We drove west through the state and passed a man selling handmade wooden stools at the side of the road. We stopped to check out his crafts and inquire prices and such. He also had antlers and various wilderness related art pieces. The actual animal antlers prompted my companion to ask the gentleman whether he hunts the animals himself. His answer was another Montana surprise: "I don't hunt 'cause I've been in trouble with the law and I can't have a gun. But my mamma has a gun." Hmm. Parked at the side of the road between two desolate highways, chatting with a man in trouble with the law and no other people around for miles? Time to go.

The landscape dazzled us as we continued on to Bozeman. There were mountains in the distance, huge expanses of land, and trees in every color that trees can come in. Frolicking in the creek beside the highway was an absolute must. The water was freezing, but we sat on the river rocks as the water trickled toward us, and enjoyed a few minutes of complete serenity. It was another one of those moments when I realized just how much beauty exits in my home country. The feelings of peace ended abruptly when we were forced to use a highly questionable restroom facility next to the creek, a surprise I could have done without.
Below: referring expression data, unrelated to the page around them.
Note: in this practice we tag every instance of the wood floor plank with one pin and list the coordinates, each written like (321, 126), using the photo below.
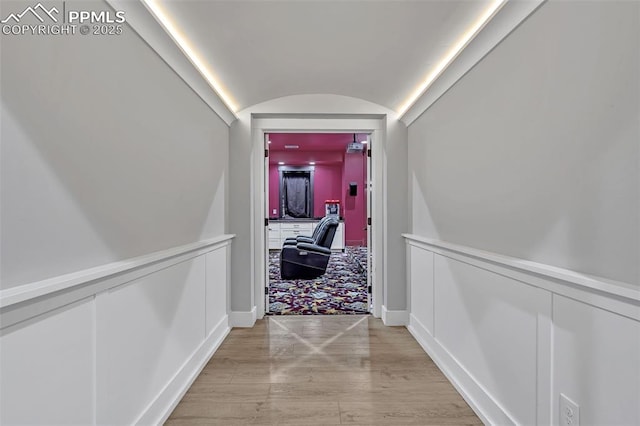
(327, 370)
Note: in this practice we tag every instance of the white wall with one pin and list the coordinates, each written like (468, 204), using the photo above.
(113, 202)
(120, 349)
(106, 154)
(512, 340)
(524, 200)
(534, 153)
(245, 157)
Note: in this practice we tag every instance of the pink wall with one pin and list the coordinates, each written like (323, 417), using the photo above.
(334, 170)
(355, 207)
(327, 182)
(326, 186)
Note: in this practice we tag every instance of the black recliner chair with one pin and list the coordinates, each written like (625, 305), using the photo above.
(311, 239)
(304, 260)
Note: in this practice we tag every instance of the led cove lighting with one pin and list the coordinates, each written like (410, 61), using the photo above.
(190, 52)
(471, 32)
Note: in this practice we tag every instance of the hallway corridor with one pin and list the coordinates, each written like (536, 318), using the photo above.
(325, 370)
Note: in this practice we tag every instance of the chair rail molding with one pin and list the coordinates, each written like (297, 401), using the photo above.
(120, 343)
(514, 335)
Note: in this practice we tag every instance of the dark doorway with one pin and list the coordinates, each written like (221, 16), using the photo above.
(296, 192)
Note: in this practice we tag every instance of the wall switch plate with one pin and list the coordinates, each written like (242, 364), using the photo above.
(569, 412)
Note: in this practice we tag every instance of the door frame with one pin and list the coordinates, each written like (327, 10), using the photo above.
(374, 125)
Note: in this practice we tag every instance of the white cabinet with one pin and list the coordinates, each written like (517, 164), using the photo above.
(279, 231)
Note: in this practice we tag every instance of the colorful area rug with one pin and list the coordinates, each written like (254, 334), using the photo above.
(341, 290)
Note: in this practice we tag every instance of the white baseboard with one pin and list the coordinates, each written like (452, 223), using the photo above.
(480, 401)
(161, 408)
(243, 318)
(393, 318)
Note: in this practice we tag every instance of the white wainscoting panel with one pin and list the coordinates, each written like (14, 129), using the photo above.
(422, 290)
(216, 287)
(117, 344)
(146, 331)
(597, 362)
(47, 366)
(512, 335)
(489, 323)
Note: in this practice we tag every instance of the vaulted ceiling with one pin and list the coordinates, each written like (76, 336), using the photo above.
(379, 51)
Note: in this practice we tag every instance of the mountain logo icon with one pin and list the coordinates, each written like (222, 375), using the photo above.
(39, 11)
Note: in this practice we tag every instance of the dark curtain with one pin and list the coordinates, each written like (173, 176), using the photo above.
(297, 195)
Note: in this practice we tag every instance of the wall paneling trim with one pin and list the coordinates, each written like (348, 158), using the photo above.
(116, 344)
(512, 335)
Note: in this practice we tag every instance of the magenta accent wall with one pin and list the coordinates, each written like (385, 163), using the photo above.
(327, 182)
(355, 207)
(274, 191)
(331, 179)
(326, 186)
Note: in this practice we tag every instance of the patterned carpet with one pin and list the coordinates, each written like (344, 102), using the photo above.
(341, 290)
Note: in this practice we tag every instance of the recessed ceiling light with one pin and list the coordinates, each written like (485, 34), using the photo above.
(190, 52)
(452, 54)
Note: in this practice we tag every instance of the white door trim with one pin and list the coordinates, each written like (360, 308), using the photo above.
(321, 123)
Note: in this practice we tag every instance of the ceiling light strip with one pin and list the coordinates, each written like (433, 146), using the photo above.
(452, 54)
(189, 51)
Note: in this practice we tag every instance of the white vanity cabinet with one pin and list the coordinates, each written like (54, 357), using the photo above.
(279, 231)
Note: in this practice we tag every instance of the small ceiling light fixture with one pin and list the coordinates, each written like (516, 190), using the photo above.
(190, 52)
(452, 54)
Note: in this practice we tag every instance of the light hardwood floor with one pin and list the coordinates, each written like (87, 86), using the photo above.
(321, 370)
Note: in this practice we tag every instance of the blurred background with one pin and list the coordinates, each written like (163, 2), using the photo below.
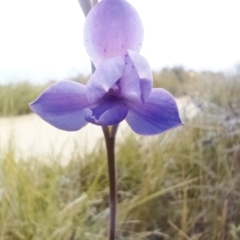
(183, 184)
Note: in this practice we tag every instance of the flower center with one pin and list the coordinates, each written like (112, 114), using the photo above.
(114, 92)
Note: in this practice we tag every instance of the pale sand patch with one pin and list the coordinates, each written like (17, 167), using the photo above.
(31, 136)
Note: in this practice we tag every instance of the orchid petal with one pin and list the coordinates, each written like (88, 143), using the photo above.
(62, 105)
(137, 78)
(158, 114)
(111, 28)
(104, 77)
(107, 113)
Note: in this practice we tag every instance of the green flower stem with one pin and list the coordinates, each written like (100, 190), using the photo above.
(110, 136)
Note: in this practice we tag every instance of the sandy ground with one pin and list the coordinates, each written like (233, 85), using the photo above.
(31, 136)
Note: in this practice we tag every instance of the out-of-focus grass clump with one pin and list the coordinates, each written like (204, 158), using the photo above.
(184, 184)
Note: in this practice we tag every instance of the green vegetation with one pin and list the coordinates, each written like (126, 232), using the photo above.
(184, 184)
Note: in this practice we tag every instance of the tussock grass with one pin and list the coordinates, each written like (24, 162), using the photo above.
(184, 184)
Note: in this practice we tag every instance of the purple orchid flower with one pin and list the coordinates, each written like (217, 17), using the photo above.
(121, 86)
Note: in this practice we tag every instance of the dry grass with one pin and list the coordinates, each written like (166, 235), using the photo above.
(184, 184)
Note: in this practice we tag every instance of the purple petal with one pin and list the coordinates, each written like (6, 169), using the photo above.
(137, 78)
(111, 28)
(158, 114)
(62, 105)
(107, 113)
(104, 77)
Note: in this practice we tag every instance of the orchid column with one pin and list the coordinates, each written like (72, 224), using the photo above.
(120, 88)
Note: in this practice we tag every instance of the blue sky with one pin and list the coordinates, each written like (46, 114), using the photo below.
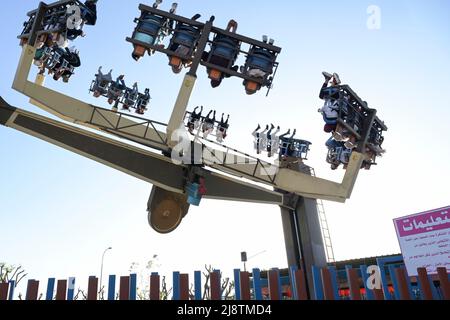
(60, 211)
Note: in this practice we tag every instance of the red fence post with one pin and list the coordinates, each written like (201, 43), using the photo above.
(274, 285)
(216, 287)
(300, 281)
(92, 288)
(443, 280)
(184, 286)
(402, 284)
(124, 290)
(424, 283)
(61, 290)
(244, 280)
(327, 284)
(32, 290)
(154, 287)
(353, 284)
(4, 288)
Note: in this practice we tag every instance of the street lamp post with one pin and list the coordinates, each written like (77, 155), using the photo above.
(101, 270)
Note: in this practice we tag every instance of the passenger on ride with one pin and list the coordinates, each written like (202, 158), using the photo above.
(337, 153)
(272, 140)
(328, 89)
(208, 124)
(130, 97)
(101, 83)
(183, 43)
(151, 30)
(222, 128)
(224, 52)
(69, 59)
(259, 137)
(194, 119)
(259, 64)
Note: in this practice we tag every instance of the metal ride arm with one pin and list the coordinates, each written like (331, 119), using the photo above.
(148, 166)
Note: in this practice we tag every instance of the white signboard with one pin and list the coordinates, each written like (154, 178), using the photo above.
(425, 240)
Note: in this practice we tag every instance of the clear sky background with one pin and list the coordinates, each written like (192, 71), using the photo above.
(59, 211)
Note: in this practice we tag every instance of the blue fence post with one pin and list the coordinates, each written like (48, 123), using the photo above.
(293, 281)
(71, 289)
(365, 277)
(334, 283)
(394, 282)
(50, 289)
(257, 291)
(176, 286)
(12, 286)
(237, 283)
(198, 285)
(112, 287)
(318, 287)
(133, 286)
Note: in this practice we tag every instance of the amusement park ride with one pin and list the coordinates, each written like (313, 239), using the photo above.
(182, 176)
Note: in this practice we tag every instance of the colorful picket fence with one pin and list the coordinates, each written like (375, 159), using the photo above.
(252, 286)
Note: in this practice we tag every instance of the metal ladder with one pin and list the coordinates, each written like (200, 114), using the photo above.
(324, 226)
Lunch at the Kountry Korner Café was definitely a hometown affair. I ordered chili and cornbread from a lady in an apron that could have been Betty Crocker herself, she was so cute. When she returned with our food, she was sure to mention that the honey was all locally made, in fact it was made by the people sitting at that table over there. Well, it doesn't get more local than that! I guess this would be kind of like running into the girl that does your coffee in L.A., but somehow not really the same thing.

As we headed out of Bozeman, there was a sign for a town named Manhattan. I had to giggle at the stark contrast between the sparse farmland before me, and the busy, bustling Manhattan in my mind. Bringing New York Manhattanites to this namesake town so unlike their own would make for hilarious reality television.

The more I travel, the more I realize how different things are outside of my backyard. Travel is an endless testament that we can never underestimate what another place has to offer. The more we see, the more we learn, and the more we can understand. I am sure there are lots of people that have always known Montana was lovely, and although I may be late in the game, I am glad to know it now. And come to think of it...the sky might have looked just a bit bigger.